The momentum from an upcoming extension to Orlando — in combination with the relative cheapness of the securities — have caused the bonds to far outpace a 5.5% gain for high-yield municipal bonds, according to Bloomberg's index data. 

Some of the recent ridership growth is attributable to a more than two-fold increase in commuter and corporate passes as the region booms with business relocations and major cultural events. 

Brightline trains at its Orlando airport station, which is scheduled to open for revenue service by Sept. 1
Brightline

Citadel relocated its headquarters to Miami from Chicago and Elliott Investment Management switched from Manhattan to West Palm Beach. And Brightline was filled with soccer fanatics heading to Lionel Messi's July debut for Major League Soccer's Inter Miami franchise.

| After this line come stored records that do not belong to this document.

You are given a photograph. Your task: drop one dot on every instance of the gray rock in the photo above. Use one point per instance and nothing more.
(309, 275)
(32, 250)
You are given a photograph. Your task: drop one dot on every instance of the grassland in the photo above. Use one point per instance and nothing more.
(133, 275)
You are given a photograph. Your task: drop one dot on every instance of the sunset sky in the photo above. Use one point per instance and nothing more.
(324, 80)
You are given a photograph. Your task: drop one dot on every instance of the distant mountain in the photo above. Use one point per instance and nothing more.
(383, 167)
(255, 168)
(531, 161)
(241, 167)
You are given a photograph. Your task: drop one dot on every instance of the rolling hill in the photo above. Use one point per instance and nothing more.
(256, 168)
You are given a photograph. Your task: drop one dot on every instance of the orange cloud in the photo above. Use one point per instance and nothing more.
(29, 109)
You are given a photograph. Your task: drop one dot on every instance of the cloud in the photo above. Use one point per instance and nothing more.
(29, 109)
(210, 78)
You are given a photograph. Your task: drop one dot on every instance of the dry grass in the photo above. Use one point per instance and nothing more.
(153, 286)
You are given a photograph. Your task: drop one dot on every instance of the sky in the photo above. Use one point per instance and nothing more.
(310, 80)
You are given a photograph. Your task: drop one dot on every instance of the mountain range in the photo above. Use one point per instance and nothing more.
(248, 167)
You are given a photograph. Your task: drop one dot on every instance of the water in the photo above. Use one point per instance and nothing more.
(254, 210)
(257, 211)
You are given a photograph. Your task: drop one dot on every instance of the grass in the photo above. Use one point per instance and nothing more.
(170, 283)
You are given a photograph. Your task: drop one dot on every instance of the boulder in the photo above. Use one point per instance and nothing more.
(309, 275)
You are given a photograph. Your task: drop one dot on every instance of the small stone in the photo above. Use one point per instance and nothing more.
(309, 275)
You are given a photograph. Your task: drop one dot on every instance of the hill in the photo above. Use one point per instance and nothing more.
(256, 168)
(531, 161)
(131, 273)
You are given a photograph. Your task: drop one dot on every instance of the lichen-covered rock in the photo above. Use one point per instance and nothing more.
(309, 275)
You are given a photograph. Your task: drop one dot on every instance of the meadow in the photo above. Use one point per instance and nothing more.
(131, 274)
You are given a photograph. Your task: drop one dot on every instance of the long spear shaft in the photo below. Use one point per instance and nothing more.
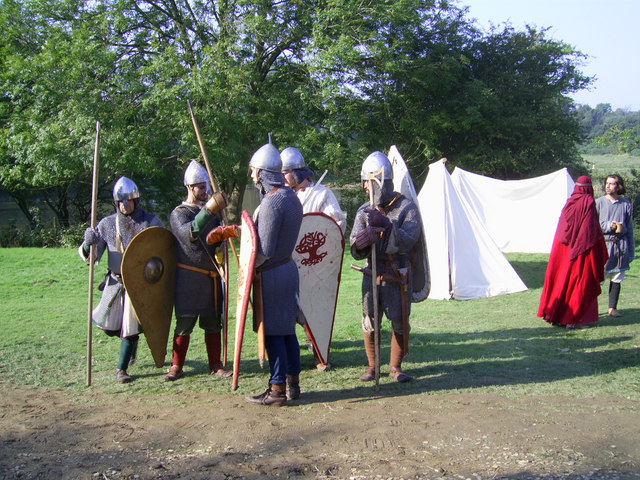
(374, 281)
(92, 251)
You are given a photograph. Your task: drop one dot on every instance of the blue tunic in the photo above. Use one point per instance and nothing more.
(194, 293)
(278, 225)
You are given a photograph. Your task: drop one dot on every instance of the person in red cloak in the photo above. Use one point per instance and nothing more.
(576, 264)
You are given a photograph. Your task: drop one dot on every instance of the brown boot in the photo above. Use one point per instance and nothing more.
(293, 387)
(180, 348)
(370, 350)
(123, 377)
(174, 373)
(397, 355)
(275, 395)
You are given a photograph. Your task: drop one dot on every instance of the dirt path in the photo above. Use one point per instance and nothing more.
(47, 433)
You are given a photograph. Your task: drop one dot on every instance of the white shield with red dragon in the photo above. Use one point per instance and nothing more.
(318, 254)
(246, 272)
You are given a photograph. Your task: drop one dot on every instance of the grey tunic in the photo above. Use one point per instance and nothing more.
(116, 232)
(621, 246)
(278, 225)
(195, 291)
(402, 239)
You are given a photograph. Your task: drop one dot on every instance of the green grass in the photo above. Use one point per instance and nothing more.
(488, 345)
(606, 164)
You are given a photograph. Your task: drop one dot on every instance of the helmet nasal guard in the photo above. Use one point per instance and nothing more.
(292, 159)
(125, 189)
(376, 165)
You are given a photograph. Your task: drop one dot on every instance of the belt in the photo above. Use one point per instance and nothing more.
(209, 273)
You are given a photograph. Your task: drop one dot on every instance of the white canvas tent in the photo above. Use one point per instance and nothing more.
(464, 261)
(520, 215)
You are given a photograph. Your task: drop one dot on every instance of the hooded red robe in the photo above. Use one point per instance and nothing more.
(576, 264)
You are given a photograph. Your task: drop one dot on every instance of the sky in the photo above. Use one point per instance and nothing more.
(608, 31)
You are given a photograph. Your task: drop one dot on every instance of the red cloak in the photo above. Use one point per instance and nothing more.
(576, 264)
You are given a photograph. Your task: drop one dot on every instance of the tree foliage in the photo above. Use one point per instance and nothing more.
(608, 131)
(336, 78)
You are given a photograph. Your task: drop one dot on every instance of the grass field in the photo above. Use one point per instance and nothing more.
(490, 345)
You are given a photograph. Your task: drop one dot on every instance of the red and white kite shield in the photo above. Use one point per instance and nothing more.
(318, 254)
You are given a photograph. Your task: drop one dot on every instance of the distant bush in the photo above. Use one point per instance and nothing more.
(24, 236)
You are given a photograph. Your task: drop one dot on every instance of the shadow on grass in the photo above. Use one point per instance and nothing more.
(520, 356)
(531, 273)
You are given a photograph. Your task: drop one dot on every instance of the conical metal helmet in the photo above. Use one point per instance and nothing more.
(125, 189)
(375, 163)
(195, 173)
(292, 159)
(267, 157)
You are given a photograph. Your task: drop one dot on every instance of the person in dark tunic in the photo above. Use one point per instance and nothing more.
(115, 313)
(198, 295)
(393, 227)
(278, 221)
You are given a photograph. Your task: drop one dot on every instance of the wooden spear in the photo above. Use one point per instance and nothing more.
(92, 251)
(214, 187)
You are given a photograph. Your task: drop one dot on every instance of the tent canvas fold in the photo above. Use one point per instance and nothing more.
(464, 260)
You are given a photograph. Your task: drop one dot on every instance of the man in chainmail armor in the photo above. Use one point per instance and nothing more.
(278, 224)
(314, 197)
(115, 313)
(197, 225)
(393, 227)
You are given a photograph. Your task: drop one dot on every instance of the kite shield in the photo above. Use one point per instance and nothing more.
(318, 254)
(148, 274)
(246, 272)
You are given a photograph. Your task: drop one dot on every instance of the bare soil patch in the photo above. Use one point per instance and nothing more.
(51, 433)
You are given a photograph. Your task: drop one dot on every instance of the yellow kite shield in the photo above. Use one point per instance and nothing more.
(148, 274)
(318, 254)
(246, 272)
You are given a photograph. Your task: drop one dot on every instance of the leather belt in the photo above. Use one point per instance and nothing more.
(209, 273)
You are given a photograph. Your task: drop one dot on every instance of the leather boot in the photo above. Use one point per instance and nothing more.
(213, 341)
(397, 355)
(370, 350)
(293, 387)
(123, 377)
(274, 395)
(180, 348)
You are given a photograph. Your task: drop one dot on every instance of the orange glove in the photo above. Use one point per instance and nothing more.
(221, 233)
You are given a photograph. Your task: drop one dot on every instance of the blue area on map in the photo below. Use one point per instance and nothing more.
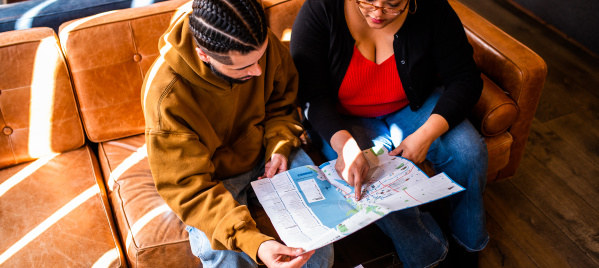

"I think a lot of the retail investors actually live down in South Florida and they've witnessed and seen all the activity with Brightline and around the Brightline stations," said Ryan Rosberg, a Nuveen LLC senior research analyst. "They want to be part of the action."

While it's still unclear whether enough Florida residents and tourists will give up their cars, bondholders have taken some comfort in Fortress's support. After Brightline issued debt in 2022, Fortress contributed $443 million in equity, bringing its investment to $2.1 billion.

So far this year, about $34.5 million Brightline bonds in blocks of at most $100,000 have traded, compared with $3.5 million and $22.6 million respectively, during the same periods in 2022 and 2021, according to data compiled by Bloomberg. That indicates an interest in retail purchases. 

Even though the bonds are generally bought by institutional buyers, they can be transferred to accredited investors with an annual income of at least $200,000 and a net-worth of over $1 million. Rosberg said such debt is typically bought by high-net-worth retail investors through "various wealth channels." 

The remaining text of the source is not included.